Ebbene sì: a distanza di 61 anni dall’ultimo, e fino a ieri unico, trofeo vinto dall’Atalanta (la Coppa Italia 1963), ecco che i nerazzurri orobici si portano a casa la coppa della Lega Europa, dopo aver battuto per 3 reti a 0 il Bayer Leverkusen. Un traguardo storico, per il pallone bergamasco, ormai abituato a palcoscenici europei grazie alla gestione di Gian Piero Gasperini, tecnico subalpino di Grugliasco. Per la verità l’Atalanta non è nuova ad esperienze di respiro europeo, pensando soprattutto agli anni ’80 e ’90 del secolo scorso, ma la vera rivoluzione è certamente stata attuata grazie al canuto allenatore ex Genoa, a Bergamo dal 2016. Il calcio è pura futilità ma, come molto altro, sa divenire orgoglio cittadino e vale la pena parlarne. La squadra atalantina, negli ultimi anni, ha ingaggiato svariati giocatori stranieri, anche allogeni (non europidi), e se questo le ha garantito di potersi misurare con società titolate di prestigio internazionale, dall’altra parte ha comportato una de-bergamaschizzazione della rosa, perdendo i connotati di fucina di talenti nostrani (tranne rarissime eccezioni). È il destino di chi vuole giocarsela in Europa, ed essere competitivo, in un panorama calcistico mondializzato che ha in non cale le radici etniche e razziali, preferendo milioni, pubblicità, diritti televisivi.

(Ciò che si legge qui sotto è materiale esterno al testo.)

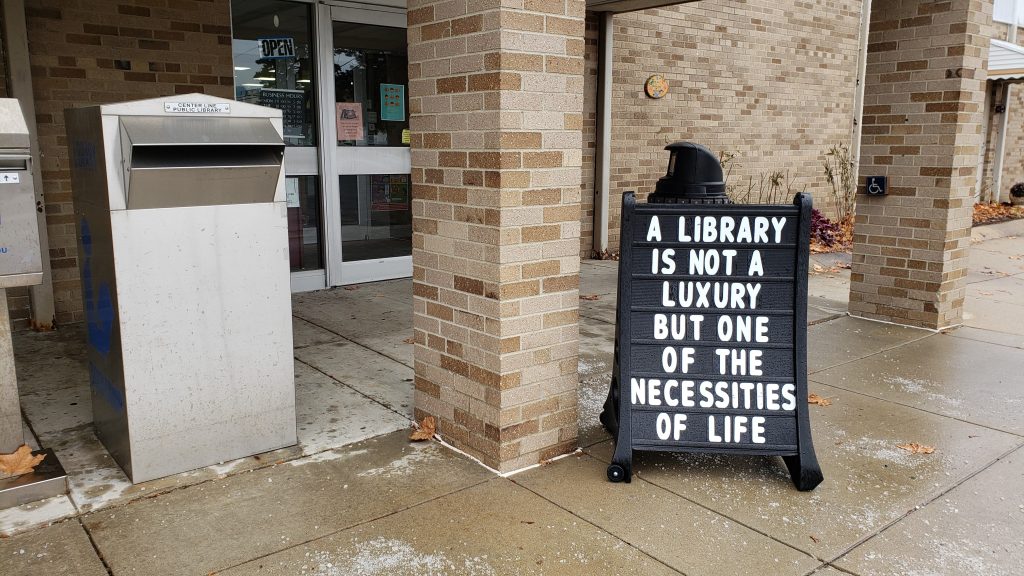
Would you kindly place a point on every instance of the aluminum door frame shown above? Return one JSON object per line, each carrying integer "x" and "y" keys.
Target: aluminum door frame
{"x": 339, "y": 272}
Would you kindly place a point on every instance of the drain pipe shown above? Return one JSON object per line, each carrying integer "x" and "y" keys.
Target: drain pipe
{"x": 602, "y": 182}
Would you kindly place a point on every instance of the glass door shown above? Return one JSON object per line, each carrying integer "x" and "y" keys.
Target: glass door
{"x": 366, "y": 127}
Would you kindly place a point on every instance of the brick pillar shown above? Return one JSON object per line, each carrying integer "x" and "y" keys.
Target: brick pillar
{"x": 924, "y": 95}
{"x": 496, "y": 95}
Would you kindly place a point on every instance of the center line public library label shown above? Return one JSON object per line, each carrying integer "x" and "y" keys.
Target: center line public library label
{"x": 712, "y": 335}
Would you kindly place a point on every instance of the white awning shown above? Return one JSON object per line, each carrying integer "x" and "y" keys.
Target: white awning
{"x": 1006, "y": 60}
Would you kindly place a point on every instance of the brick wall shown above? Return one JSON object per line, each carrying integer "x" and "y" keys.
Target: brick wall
{"x": 496, "y": 112}
{"x": 924, "y": 95}
{"x": 771, "y": 82}
{"x": 104, "y": 51}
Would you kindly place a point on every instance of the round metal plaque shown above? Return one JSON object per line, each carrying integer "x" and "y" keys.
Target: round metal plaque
{"x": 656, "y": 86}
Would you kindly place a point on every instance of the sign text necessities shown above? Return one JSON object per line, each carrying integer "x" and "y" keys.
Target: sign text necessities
{"x": 712, "y": 333}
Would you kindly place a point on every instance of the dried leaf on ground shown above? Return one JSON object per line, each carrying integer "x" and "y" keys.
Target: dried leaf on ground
{"x": 817, "y": 400}
{"x": 915, "y": 448}
{"x": 425, "y": 432}
{"x": 19, "y": 461}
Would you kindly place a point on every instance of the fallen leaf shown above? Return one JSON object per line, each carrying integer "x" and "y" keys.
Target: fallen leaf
{"x": 815, "y": 399}
{"x": 915, "y": 448}
{"x": 425, "y": 432}
{"x": 19, "y": 461}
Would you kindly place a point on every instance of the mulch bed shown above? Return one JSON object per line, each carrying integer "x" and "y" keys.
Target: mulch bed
{"x": 992, "y": 213}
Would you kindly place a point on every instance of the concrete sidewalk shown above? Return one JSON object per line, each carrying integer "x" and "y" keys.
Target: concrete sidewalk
{"x": 355, "y": 497}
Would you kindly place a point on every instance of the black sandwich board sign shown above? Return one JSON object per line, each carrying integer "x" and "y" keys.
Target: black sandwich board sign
{"x": 712, "y": 334}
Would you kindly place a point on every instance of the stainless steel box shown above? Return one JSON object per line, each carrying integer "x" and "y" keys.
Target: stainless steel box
{"x": 183, "y": 259}
{"x": 20, "y": 262}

Infatti, la fresca vittoria in Lega Europa è derivata dalla tripletta di un calciatore negride di etnia yoruba, Ademola Lookman, certo provetto ma ben poco lombardo… Per carità, il trionfo fa piacere, rende orgogliosi, entusiasma e gratifica – soprattutto chi segue l’Atalanta da quando navigava nei bassifondi della massima serie tricolore e della B, e non chi si è scoperto atalantino solo ora -, porta il nome di Bergamo sul tetto sportivo del continente, ma ha un retrogusto amaro e induce romanticamente a rimpiangere le formazioni ben più rustiche degli anni ’90. Personalmente, pur essendo felice per la conquista di questo trofeo, resto dell’idea che l’Atalanta abbia perso la ghiotta occasione di divenire l’Atletico Bilbao cisalpino, dimostrando che si può vincere e convincere anche senza imbarcare forestieri. Probabilmente sono un sognatore ed è per questo che ho nostalgia della Dea che fu, cioè quella della mia giovinezza: di certo meno vincente, e senza palcoscenici internazionali (per quanto l’Italia sia una nazione straniera), ma solidamente ancorata alla terra bergamasca. E il diporto dovrebbe, dopotutto, essere proprio questo, una palestra di fierezza patriottica, preferibilmente in chiave granlombarda.